En règle générale et hormis pour les Guanacos, il est difficile d’approcher cette faune. La clé est justement la recherche de carcasses. Les Pumas chassent généralement la nuit ou en fin de nuit, une ou deux heures avant le levé du jour. C’est un Félin, il voit très bien dans l’obscurité. Parfois avec un peu de la chance et beaucoup de persévérance, on peut se trouver au bon endroit au bon moment, lorsque le Puma attaque un Guanaco. L’action est foudroyante et tout au plus, on peut photographier le Puma s’éloignant ensuite tranquillement, son attaque réussie ou pas, car généralement il ne dévore pas sa proie tout de suite. De plus, le Puma est très craintif vis-à-vis des observateurs qu’il a forcément repérés. Il faut donc patrouiller tous les matins en 4×4 sur les routes de montagne, durant les dernières heures de la nuit, en essayant de voir quelque chose à l’aide de projecteurs et en étant très attentif aux cris des Guanacos, très caractéristiques quand ils ont détecté un danger. Une fois le Guanaco capturé et tué, le Puma essaie de dissimuler la carcasse avec de l’herbe et des broussailles puis l’abandonne. Il revient généralement la nuit suivante ou plus tard dans la journée s’il est vraiment affamé. On peut donc aussi, avec beaucoup de chance, trouver en plein jour un Puma qui fini ou vient finir une carcasse et qui dort, repu, à côté.
Donc pour voir des Pumas, il faut trouver des Guanacos, vivants pour suivre une attaque, ou morts pour attendre le retour du Puma.Cette recherche prend beaucoup de temps la journée : marcher en scrutant les collines à la jumelle. Il faut aussi s’aider des Condors car ils patrouillent dans le ciel eux aussi à la recherche de carcasses. Lorsqu’un groupe de Condors vole en cercle, il y a de fortes chances qu’une carcasse de Guanaco soit en dessous. C’est d’ailleurs également une opportunité de photographier des Condors, mais ils ne se laissent pas approcher facilement à moins de 25m.

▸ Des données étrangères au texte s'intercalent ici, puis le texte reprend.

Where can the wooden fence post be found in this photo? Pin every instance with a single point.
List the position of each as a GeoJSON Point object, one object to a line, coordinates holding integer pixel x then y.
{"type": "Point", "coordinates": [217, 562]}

Ce peut être aussi l’occasion d’observer des Renards qui auront suivi le Pumas ou bien repéré le manège des Condors.
Mais attention : en Patagonie le temps change rapidement; la pluie et/ou un vent violent peuvent survenir en quelques instants : il faut alors très vite se mettre à l’abri (on ne tient pas debout lorsque le vent souffle) et protéger tout son matériel. Le comble est que le Puma affectionne particulièrement la tempête pour chasser le Guanaco, car le souffle du vent couvre son approche !
La Patagonie n’est pas un endroit clément pour le Photographe et le Puma est un animal bien furtif et mystérieux, mais pouvoir encore croiser le regard d’un de ces félins aux yeux immenses est une expérience rare qui justifie entièrement l’aventure et surtout montre que l’homme n’a pas totalement réussi à domestiquer cette terre sauvage, même en y apportant des moutons et en y installant des clôtures.